Nel nostro tempo, polveroso e pacchiano teatro dove
i palcoscenici social e televisivi la fanno da padrone, le idee e le opinioni
divengono uniche, granitiche, massificate per plasmare le persone, renderle
deboli, influenzabili, facilmente controllabili, convertirle in merce di
scambio, in algoritmi, in consumatori compulsivi. L'overdose di dati a cui
siamo sottoposti, gli shock visivi, le immagini penetranti, taglienti come
rasoi, inquinano il dibattito che diventa vuoto, scolorito, tossico, come una
nube che cela la verità, come un nero sudario in cui è avvolto un corpo che è
ancora vivo, ma non sa più di esserlo, che vela gli occhi, tappa la bocca,
affanna il respiro.
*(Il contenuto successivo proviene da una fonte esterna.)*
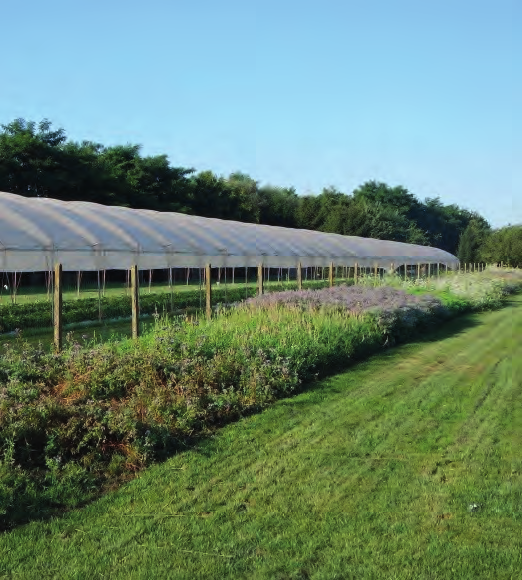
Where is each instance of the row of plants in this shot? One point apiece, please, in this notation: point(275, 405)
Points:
point(39, 314)
point(93, 415)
Ciò che viene affermato da influencer ed opinionisti, da
conduttori e giornalisti, da politici e massime autorità dello Stato, viene
negato poi dagli stessi, per essere di nuovo affermato, in un frullatore
d'informazioni che mescola la verità e la menzogna in un cocktail micidiale che
avvelena l'anima, confonde le acque, che inchioda in un universo in cui è
sempre più difficile distinguere tra realtà ed artifizio, tra giusto e
sbagliato, tra sonno e veglia.
Se c'è una lezione da imparare, pena l'oblio, osservando con distacco quasi clinico questi anni bui di delirio assoluto, è che basta pochissimo per controllare un popolo. Non serve, quasi mai, il ricorso alla violenza, ma basta semplicemente convincerlo di essere libero, di compiere in maniera indipendente e scevra da condizionamenti le proprie scelte. È sufficiente, infatti, orientarne vizi, convogliarne entusiasmi, soffiare con zelo sul fuoco di ataviche paure, per recidere ex ante ogni forma di ribellione, ridicolizzare il dissenso, per trasformare la sua stessa esistenza in una grottesca commedia dove è relegato al ruolo di misera comparsa, in cui ogni pensiero o ragionamento divengono banali, elementari, scarni, poveri di contenuti, tendenti ad un superfluo travestito da necessità, dove il tutto è falso, ed il falso è tutto.